“Congratulations, kiddo,” Dad says.
“How did this come about?”
Our food is delivered, and we all eat while I go over the details. I show Mom the video that started it all, trying not to cringe at how sexy it is. Sharing something so personal with my parents feels far more intimate than sharing it with five million strangers.
“That’s amazing! So... when do you leave?” Mom fails to mask the sadness in her voice.
“In about a week, just as long as I need to get everything packed up.”
“Well, that’s exciting. Dad and I can come down and visit you there, I guess. Nothing wrong with a bit of sunshine!”
I can tell she’s trying to be optimistic. I have no idea why she’s disappointed; it’s not like we see each other often anyway.And I highly doubt they’d ever come down to California to see me, but I let her have her empty promise.
“Do you have a place rented?” Dad asks between bites of his chicken souvlaki, always the pragmatic one.
I chew and swallow my bite of flatbread. “No, not yet, but I’ll figure it out.”

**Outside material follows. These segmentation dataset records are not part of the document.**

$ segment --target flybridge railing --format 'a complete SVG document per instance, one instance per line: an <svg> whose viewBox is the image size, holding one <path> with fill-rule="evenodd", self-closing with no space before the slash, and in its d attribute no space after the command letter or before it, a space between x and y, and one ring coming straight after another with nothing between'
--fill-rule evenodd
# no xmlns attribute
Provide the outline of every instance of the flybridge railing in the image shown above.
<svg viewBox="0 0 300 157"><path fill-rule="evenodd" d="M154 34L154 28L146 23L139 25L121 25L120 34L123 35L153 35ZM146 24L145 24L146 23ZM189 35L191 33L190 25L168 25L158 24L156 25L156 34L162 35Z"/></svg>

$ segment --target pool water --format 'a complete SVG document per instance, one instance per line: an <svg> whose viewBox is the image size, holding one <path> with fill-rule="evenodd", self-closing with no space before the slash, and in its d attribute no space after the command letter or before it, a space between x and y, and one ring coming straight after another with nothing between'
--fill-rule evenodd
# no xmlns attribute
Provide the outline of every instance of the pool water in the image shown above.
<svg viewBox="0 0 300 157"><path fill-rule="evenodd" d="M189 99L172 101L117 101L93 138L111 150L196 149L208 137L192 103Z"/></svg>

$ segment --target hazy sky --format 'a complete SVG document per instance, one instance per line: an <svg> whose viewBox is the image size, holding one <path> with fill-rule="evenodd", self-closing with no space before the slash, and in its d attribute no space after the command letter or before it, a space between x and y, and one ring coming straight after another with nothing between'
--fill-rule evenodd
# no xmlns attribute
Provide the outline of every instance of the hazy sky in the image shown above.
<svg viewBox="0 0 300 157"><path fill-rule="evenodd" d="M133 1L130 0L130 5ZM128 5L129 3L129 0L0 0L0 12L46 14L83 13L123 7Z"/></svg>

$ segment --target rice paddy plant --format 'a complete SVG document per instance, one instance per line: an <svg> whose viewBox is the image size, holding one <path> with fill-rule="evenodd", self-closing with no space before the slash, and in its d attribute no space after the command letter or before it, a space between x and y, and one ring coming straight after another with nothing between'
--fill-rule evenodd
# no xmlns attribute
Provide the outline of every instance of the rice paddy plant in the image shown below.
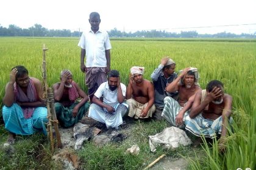
<svg viewBox="0 0 256 170"><path fill-rule="evenodd" d="M246 168L255 169L256 42L230 42L225 39L224 41L190 40L111 40L111 68L119 71L121 82L127 85L131 67L145 67L144 78L150 80L151 73L159 65L161 58L169 56L176 62L176 72L190 66L197 67L201 76L199 83L202 89L212 80L216 79L222 81L226 92L233 97L232 116L235 123L235 126L233 126L234 133L230 133L228 137L227 147L224 155L218 155L218 142L208 146L208 145L205 144L204 148L206 158L201 159L199 157L200 160L191 161L190 167L193 169L211 169L211 168L216 167L218 168L215 169L236 169L238 168L243 169ZM84 74L80 70L80 49L77 46L78 41L78 38L0 38L1 108L2 107L2 98L4 94L4 87L9 81L11 68L16 65L24 65L28 69L30 76L42 79L43 44L49 49L46 51L47 80L49 86L60 81L60 71L68 69L73 72L74 80L86 91ZM149 163L154 160L154 155L149 154L149 151L146 151L149 148L148 135L160 132L166 127L166 124L163 122L160 124L150 122L148 123L149 126L147 126L148 128L140 133L139 129L146 126L146 123L140 123L140 124L137 123L137 129L132 132L131 135L140 136L138 141L141 143L147 142L141 147L144 154L151 155L148 161ZM162 125L162 123L163 125ZM7 134L4 132L2 126L0 127L0 132L1 138L5 138ZM128 141L124 143L135 144L135 141ZM126 147L123 148L122 150L118 148L112 148L110 146L112 149L119 152L119 156L123 158L121 161L123 165L121 163L119 168L128 167L126 164L134 167L134 169L144 167L141 164L138 164L138 163L132 158L123 155L121 153L123 153L124 148ZM118 149L122 150L122 152ZM97 152L96 150L93 151ZM91 152L88 153L93 154ZM105 154L101 152L101 154ZM88 155L82 154L85 159ZM114 160L114 157L110 157L110 162ZM101 164L101 162L98 163ZM111 163L108 167L112 167ZM92 165L96 166L94 163Z"/></svg>

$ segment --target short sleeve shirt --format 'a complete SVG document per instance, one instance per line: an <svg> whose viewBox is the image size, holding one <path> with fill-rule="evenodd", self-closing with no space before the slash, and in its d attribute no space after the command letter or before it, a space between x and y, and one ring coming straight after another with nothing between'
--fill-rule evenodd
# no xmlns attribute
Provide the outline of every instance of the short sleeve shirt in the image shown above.
<svg viewBox="0 0 256 170"><path fill-rule="evenodd" d="M96 33L91 30L84 32L80 38L78 46L85 50L87 67L107 67L105 50L112 48L107 32L100 30Z"/></svg>
<svg viewBox="0 0 256 170"><path fill-rule="evenodd" d="M126 86L123 83L120 83L121 89L122 89L122 93L124 97L126 96ZM99 86L97 91L95 92L94 95L99 98L103 97L103 102L106 104L117 104L118 100L118 90L117 88L112 91L109 89L108 83L104 82Z"/></svg>

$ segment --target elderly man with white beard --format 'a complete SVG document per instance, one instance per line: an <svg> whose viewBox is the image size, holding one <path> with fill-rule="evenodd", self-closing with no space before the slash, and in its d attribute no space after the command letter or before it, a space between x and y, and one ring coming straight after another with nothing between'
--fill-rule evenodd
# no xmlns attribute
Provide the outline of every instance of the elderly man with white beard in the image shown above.
<svg viewBox="0 0 256 170"><path fill-rule="evenodd" d="M183 127L185 118L188 114L196 93L202 90L198 83L199 78L197 69L188 67L166 87L168 92L179 92L178 101L170 97L164 99L165 107L162 116L171 126Z"/></svg>

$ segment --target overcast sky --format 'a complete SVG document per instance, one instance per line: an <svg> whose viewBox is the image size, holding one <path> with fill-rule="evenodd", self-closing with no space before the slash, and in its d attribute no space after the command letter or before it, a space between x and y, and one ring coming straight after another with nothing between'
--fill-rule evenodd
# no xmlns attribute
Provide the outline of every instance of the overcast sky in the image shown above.
<svg viewBox="0 0 256 170"><path fill-rule="evenodd" d="M0 5L0 24L7 28L38 24L48 29L84 30L95 11L101 15L100 28L106 30L256 32L256 0L1 0ZM248 24L254 24L242 25ZM229 25L240 25L216 27ZM212 27L197 28L208 26Z"/></svg>

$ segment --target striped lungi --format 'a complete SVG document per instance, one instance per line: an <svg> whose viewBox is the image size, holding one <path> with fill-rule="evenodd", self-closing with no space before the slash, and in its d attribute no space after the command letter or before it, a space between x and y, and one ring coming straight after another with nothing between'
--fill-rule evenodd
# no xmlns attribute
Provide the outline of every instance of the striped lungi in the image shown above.
<svg viewBox="0 0 256 170"><path fill-rule="evenodd" d="M165 103L165 107L163 107L162 116L171 124L171 126L176 126L175 118L183 107L180 106L178 101L170 97L166 97L163 101ZM183 118L183 121L185 118L188 116L188 110L185 112Z"/></svg>
<svg viewBox="0 0 256 170"><path fill-rule="evenodd" d="M229 118L229 124L233 122L233 118ZM194 118L189 116L185 120L186 129L194 135L200 137L204 135L207 138L213 138L216 134L221 134L221 126L222 124L222 117L220 116L215 120L204 118L201 114Z"/></svg>
<svg viewBox="0 0 256 170"><path fill-rule="evenodd" d="M4 106L2 117L5 129L12 133L31 135L36 131L42 131L47 135L45 125L48 120L46 107L35 108L30 118L24 118L21 107L17 103L13 103L10 107Z"/></svg>
<svg viewBox="0 0 256 170"><path fill-rule="evenodd" d="M144 117L141 117L140 116L141 115L142 110L147 107L148 103L142 104L132 98L126 100L126 103L129 106L128 116L130 117L134 117L135 118L147 118L149 117L152 117L153 113L155 112L155 104L153 104L148 110L147 115Z"/></svg>
<svg viewBox="0 0 256 170"><path fill-rule="evenodd" d="M117 127L123 123L123 117L127 112L128 106L123 103L111 106L116 110L113 114L108 113L105 108L93 103L89 108L88 117L105 123L107 128Z"/></svg>

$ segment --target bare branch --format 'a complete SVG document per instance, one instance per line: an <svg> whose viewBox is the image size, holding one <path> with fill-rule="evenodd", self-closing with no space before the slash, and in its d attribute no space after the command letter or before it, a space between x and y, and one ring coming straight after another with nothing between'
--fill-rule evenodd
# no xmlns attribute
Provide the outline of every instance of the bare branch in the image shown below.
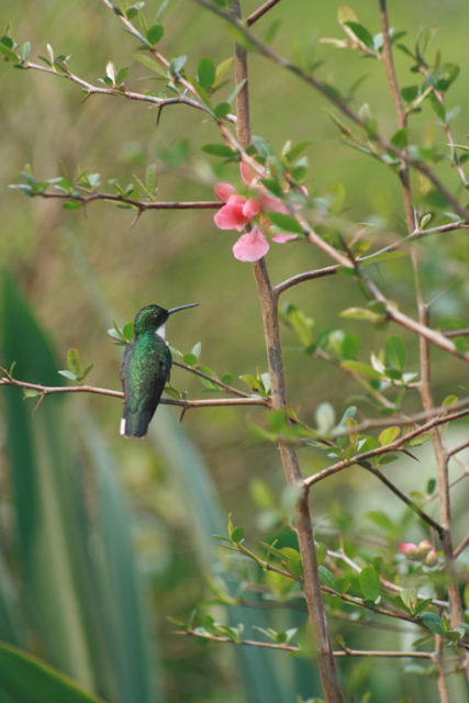
<svg viewBox="0 0 469 703"><path fill-rule="evenodd" d="M102 0L102 1L108 2L108 0ZM459 200L455 198L449 192L449 190L436 178L436 176L433 174L432 170L429 170L426 166L424 166L418 160L411 158L407 154L405 154L405 152L401 152L400 149L395 148L392 144L383 140L383 137L380 134L370 133L367 130L367 125L365 124L365 122L355 112L353 112L353 110L350 110L350 108L348 108L348 105L343 100L340 100L340 98L330 92L327 87L325 87L323 83L316 80L313 76L310 76L309 74L304 72L301 68L299 68L294 64L291 64L288 59L283 58L279 54L276 54L266 44L264 44L255 34L253 34L247 26L245 26L242 22L239 22L237 18L231 14L227 14L226 12L223 12L223 10L221 10L214 4L211 4L208 0L193 0L193 2L197 2L199 5L205 8L206 10L210 10L214 14L225 20L226 22L230 22L231 24L236 26L238 31L245 35L248 42L253 45L255 49L257 49L259 54L270 59L271 62L278 64L286 70L294 74L302 81L306 82L309 86L311 86L322 96L324 96L338 110L340 110L340 112L345 114L351 122L354 122L356 125L361 127L366 132L367 138L373 141L381 149L392 154L399 159L402 159L403 161L405 161L407 166L412 166L412 168L423 174L435 186L436 190L438 190L445 197L448 203L450 203L454 211L462 220L467 219L467 215L468 215L467 209L464 205L461 205Z"/></svg>
<svg viewBox="0 0 469 703"><path fill-rule="evenodd" d="M253 12L253 14L249 14L249 16L246 20L247 26L252 26L252 24L257 22L257 20L260 20L260 18L264 16L266 12L268 12L271 8L273 8L279 2L280 0L267 0L267 2L260 5L258 10Z"/></svg>
<svg viewBox="0 0 469 703"><path fill-rule="evenodd" d="M247 647L265 647L267 649L279 649L282 651L302 651L301 647L287 644L277 644L273 641L258 641L254 639L231 639L230 637L222 637L221 635L211 635L206 632L202 633L197 629L180 629L175 632L175 635L192 635L209 641L224 643L228 645L243 645ZM372 649L344 649L334 651L334 657L386 657L391 659L431 659L434 655L429 651L373 651Z"/></svg>
<svg viewBox="0 0 469 703"><path fill-rule="evenodd" d="M369 254L368 256L362 256L357 259L357 261L362 263L367 261L372 264L372 259L381 254L387 254L388 252L398 252L406 244L412 244L417 239L423 239L427 236L432 236L434 234L444 234L446 232L455 232L456 230L469 228L469 224L467 222L451 222L449 224L440 225L439 227L432 227L428 230L414 230L411 234L409 234L403 239L399 239L399 242L394 242L389 246L375 252L373 254ZM305 281L315 280L316 278L324 278L325 276L334 276L339 266L327 266L326 268L320 268L315 271L305 271L304 274L298 274L297 276L292 276L292 278L287 279L282 283L279 283L275 287L275 291L278 295L284 293L286 290L292 288L293 286L298 286L299 283L304 283ZM456 332L445 332L445 337L458 337L465 334L469 334L469 330L467 331L456 331Z"/></svg>
<svg viewBox="0 0 469 703"><path fill-rule="evenodd" d="M25 388L32 391L42 393L40 403L46 395L53 395L55 393L94 393L97 395L110 395L111 398L124 398L122 391L113 391L108 388L98 388L96 386L41 386L38 383L27 383L26 381L19 381L13 378L1 378L0 386L16 386L19 388ZM165 398L159 401L161 405L178 405L190 410L191 408L213 408L213 406L228 406L228 405L263 405L268 406L267 399L264 398L223 398L223 399L210 399L210 400L176 400ZM37 410L37 406L36 406ZM35 412L35 411L34 411Z"/></svg>

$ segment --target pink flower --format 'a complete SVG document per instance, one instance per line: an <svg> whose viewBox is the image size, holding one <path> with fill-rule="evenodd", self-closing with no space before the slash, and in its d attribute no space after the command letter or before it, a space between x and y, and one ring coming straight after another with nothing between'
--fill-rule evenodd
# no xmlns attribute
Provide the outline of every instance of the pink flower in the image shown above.
<svg viewBox="0 0 469 703"><path fill-rule="evenodd" d="M432 550L432 545L429 544L428 539L424 539L423 542L420 543L418 551L422 554L422 556L426 556L427 554L429 554L431 550Z"/></svg>
<svg viewBox="0 0 469 703"><path fill-rule="evenodd" d="M425 563L428 567L436 567L436 565L438 563L438 557L436 556L435 549L431 549L428 551L428 554L425 557Z"/></svg>
<svg viewBox="0 0 469 703"><path fill-rule="evenodd" d="M418 555L418 547L414 545L412 542L401 542L399 545L399 551L407 557L407 559L413 559Z"/></svg>
<svg viewBox="0 0 469 703"><path fill-rule="evenodd" d="M257 225L243 234L233 247L233 254L238 261L258 261L268 250L269 243Z"/></svg>
<svg viewBox="0 0 469 703"><path fill-rule="evenodd" d="M280 200L266 196L266 188L259 185L259 176L250 166L243 163L241 165L241 174L244 182L254 191L254 194L249 198L238 194L230 183L215 185L216 198L225 203L214 216L215 224L220 230L242 232L261 210L289 214L288 208ZM305 188L302 188L302 191L308 194ZM295 239L297 235L273 234L271 238L278 244L284 244ZM233 254L239 261L258 261L268 250L269 243L267 237L257 224L253 226L250 232L239 237L233 247Z"/></svg>

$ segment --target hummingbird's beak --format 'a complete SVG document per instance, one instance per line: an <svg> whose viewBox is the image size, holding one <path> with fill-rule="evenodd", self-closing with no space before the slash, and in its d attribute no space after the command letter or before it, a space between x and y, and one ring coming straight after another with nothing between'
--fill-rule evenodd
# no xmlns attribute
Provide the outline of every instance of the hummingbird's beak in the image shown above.
<svg viewBox="0 0 469 703"><path fill-rule="evenodd" d="M172 315L174 312L178 312L178 310L186 310L186 308L197 308L200 303L191 303L190 305L181 305L180 308L171 308L168 310L168 315Z"/></svg>

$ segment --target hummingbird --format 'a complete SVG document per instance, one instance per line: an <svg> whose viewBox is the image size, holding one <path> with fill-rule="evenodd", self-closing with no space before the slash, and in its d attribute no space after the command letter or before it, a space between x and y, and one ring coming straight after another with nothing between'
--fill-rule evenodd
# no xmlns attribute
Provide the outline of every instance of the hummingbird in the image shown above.
<svg viewBox="0 0 469 703"><path fill-rule="evenodd" d="M124 391L124 414L121 435L144 437L149 421L169 381L171 352L166 344L165 325L174 312L194 308L199 303L165 310L159 305L142 308L134 320L135 336L127 344L121 367Z"/></svg>

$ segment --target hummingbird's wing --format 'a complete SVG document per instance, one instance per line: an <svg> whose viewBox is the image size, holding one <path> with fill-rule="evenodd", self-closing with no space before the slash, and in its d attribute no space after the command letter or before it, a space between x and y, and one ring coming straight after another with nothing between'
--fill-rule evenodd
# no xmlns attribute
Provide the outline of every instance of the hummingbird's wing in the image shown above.
<svg viewBox="0 0 469 703"><path fill-rule="evenodd" d="M133 343L125 348L121 367L124 391L121 435L144 437L148 431L171 366L167 355L163 359L159 356L157 352L138 354Z"/></svg>

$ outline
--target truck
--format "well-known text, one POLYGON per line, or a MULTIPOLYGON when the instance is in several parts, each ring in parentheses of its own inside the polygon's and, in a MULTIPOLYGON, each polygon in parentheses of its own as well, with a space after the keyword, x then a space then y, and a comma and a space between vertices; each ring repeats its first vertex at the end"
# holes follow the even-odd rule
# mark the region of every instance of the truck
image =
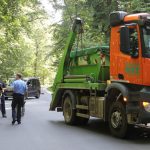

“We could help,” Dad offers. “We can give you some start-up cash.”
I’m taken aback by their offer and consider it a moment before shaking my head. “No, I don’t need help. I can do it on my own. Won’t be the first time.”
Mom winces.
“I’m sorry, I didn’t mean—” I reach toward her, touching her wrist.
She frowns, shakes her head. “No, you’re right. You were left on your own to figure out a lot of things.”
“It’s okay, I—”
“No, it’s not okay. Mariah,” Mom interrupts. Dad gives Mom a quick pat on the back. They share a wordless acknowledgement, communicating silently while I shift in my seat, incredibly uncomfortable. Dad gives her a nod, and Mom exhales a slow breath before turning back to me.
Mom twists her napkin in her hands as she talks. “I have an apology to make. I never understood you. And I never really tried. You were so much like my sister, and we didn’t get along. She didn’t fit in with the family. The older you got, the more similar you two seemed. And you know how she struggled—her mental health was always up and down. Couldn’t keep a job. Drug use. She’d even been arrested once. I didn’t want that for you. And when we lost her...” Her bottom lip trembles, but she regains her composure. “When we lost her, I was so scared the same would happen to you. I doubled down on being hard on you, on trying to force you to be more like me and less like her. For a time, I thought it was working. You seemed happy,well-adjusted. And then everything changed, and I thought if I was harder on you, it would keep you home, keep you safe, stop you from going down the same path as my sister... but all I did was push you away. It was all I knew how to do. And then one day, in church there was a sermon about loving our neighbours being one of Jesus’s top commandments, and how that should be our focus above all else.”
My brain wants to turn off at any mention of religiosity. I may not be a believer, but Mom is and it’s important to her, so I try to pay attention as she continues.
“Jesus’s best friends were the castaways of society. He didn’t push them away. He brought them in. He showed them love, and kindness, and acceptance. That’s what my sister didn’t receive. That’s why she did the things she did, because she had no one else to turn to when things grew dark for her. And I blame myself so much for that. I should have been there for her.”
My heart aches for my mom, slowly coming to see everything from her perspective. Realization dawns on me that my aunt’s death had impacted us both so heavily, in completely different ways.
Mom continues. “I’ve been trying to get you back, to bring you in, to show you love and accept you, but I can’t do that unless you let me. I know you have a lot to forgive me for, but I hope that in time you can, so we can move forward and be part of each other’s lives. Even if you’re a thousand miles away. But I am truly, deeply sorry for not seeing you as you are and loving you, instead trying to change you into someone I thought you should be.”
My eyes mist, and all I can do is nod. Mom gets up from her seat and joins me on my side of the booth, giving me a big hug. She sniffles quietly in my ear, her body hot and sweaty from the stress of her confession.
“I forgive you,” I whisper in her ear, and her sniffle turns into a sob.
“Thank you,” she whispers back.
We pull away after a moment, both of us wiping our eyes. Dad smiles at us across the table, his own eyes shiny.
“I can’t believe you’re leaving now, when I feel like we’ve just found one another,” Mom states, shoulders slumping. “I’ve lost so much time with you. But I couldn’t waste another second of my life not loving you for who you are. Because who you are is pretty great.”
I glow from her acceptance and praise, not knowing how badly I’d wanted it until now. “Thank you. And I can see why you did what you did, why you were so scared. It’s sad we’re only now realizing all of this, right when I’m leaving.”
“California isn’t that far away, and we have a lot of points to use for flights.” Mom looks to Dad, who nods in agreement. “Besides, if something is important to you, you find a way to make it work.”
I nod, acknowledging what she said while turning her words over in my mind—how they relate to a certain someone else for me, too. “Dad, your offer about helping me... does it still stand?”
“Of course,” he says, eagerly sitting up taller.